3) Four more questions from EM Lyceum . Click on the small link in the upper right to go from 'questions' to 'answers.'

  • Which benzodiazepine do you prefer for the treatment of status epilepticus (SE)? Which do you prefer for pediatric patients?
  • Which second-line agents do you use for treatment of SE?
  • In which adult patients with first-time seizure do you obtain emergent imaging?
  • How do you diagnose pseudoseizure (PNES)?


4) Don't forget to factor in medications/drugs that can contribute to or outright cause seizures, either in therapeutic use (by lowering the seizure threshold), in overdose (such as TCA's) or with elevated levels caused by drug interactions, or by withdrawal(benzos, alcohol).  Or by any combination of the above. 

Drug-induced Seizures: from MedScape/USPharmacist 2014.  Just read page 6 (the linked page) and click through to table 3 at the end of the article for a list of commonly implicated drugs.

Note that missing from the Medscape table are the QUINOLONE antibiotics which also can also lower the seizure threshold (browse this EP Monthly article and specifically read the section on neurologic complications of therapy.)  

Aside: Don't forget to ask family or rescue or whoever can help you to double check the house for meds/drugs when things just don't add up. I learned that for the oral boards, but it's saved the day a couple of times for me in practice.


5) When the patient doesn't come back to their right mind, keep this in yours: Non-convulsive Status Epilepticus . What could you be missing? From EM Docs.

Now on to the kiddos!

6a) An AliEM post from 2013: "Pediatric febrile seizures: when do I need to do an LP?"

OPTIONAL: A good, solid, Steve Carrol EM Basic Review on Febrile Seizures. 30 minute podcast with show notes available for download.

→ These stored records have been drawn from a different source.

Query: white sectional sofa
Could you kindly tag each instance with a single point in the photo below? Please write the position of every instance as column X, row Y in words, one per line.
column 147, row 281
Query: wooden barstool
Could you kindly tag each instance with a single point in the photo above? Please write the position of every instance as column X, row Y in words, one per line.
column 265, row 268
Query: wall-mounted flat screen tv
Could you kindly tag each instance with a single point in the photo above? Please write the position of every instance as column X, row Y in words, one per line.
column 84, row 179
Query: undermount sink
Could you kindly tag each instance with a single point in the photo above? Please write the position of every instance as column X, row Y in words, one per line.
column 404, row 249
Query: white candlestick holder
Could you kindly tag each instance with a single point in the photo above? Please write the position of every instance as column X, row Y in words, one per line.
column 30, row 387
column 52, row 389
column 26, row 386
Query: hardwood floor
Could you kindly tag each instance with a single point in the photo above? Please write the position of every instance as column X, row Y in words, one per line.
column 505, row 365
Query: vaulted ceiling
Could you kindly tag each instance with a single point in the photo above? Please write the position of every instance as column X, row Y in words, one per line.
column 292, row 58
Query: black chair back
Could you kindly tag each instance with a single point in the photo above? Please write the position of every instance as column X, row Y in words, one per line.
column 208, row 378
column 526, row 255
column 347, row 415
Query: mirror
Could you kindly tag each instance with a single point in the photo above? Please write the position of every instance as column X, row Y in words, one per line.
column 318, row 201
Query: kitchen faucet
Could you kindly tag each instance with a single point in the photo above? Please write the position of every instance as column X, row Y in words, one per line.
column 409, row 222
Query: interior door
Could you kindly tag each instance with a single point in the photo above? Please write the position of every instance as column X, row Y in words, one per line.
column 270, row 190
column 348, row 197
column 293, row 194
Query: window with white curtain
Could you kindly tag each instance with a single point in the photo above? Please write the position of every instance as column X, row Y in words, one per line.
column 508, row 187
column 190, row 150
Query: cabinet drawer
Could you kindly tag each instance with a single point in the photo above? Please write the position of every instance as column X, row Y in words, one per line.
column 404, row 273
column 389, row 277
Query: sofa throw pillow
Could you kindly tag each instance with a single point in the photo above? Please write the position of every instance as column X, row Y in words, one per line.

b) Neonatal Seizures , from PEM Morsels 


7) Segue from peds to OB: Eclampsia - a quick bullet point review from LITFL that hits all the main points to remember. (Except, somebody help me: what are GTN and SNP? I'm drawing a blank. At least they're very far down the list...) TWO KEY WORDS TO ASSOCIATE: peripartum, and magnesium. (You won't forget the mag, but don't forget that it can happen postpartum! One-third!)


8) Just to squeeze it in, because the boards love it: isoniazid induced seizures, a quick case report review blurb from The Poison Review. Bottom line: I say isoniazid, you say what? ("Pyridoxine!" Yes! Good job.)



1) Mallory's Hope: a different kind of EM:RAP podcast (November 2014)--the story of a girl with intractable epilepsy, and the lengths her emergency physician father goes to to find a treatment that might help her. 

2) Seizure alert dogs fascinate me. (How do they do it?! And how do the trainers do it? My dog is not this smart. Or maybe it's his trainer's fault--that would be me...)  A brief NYT article on the subject.

3) Ten facts about neurocysticercosis, from the World Health Organization. A common cause of seizures worldwide. 

That's it! Brown residents, remember you have to finish the module in Canvas to receive asynchronous credit.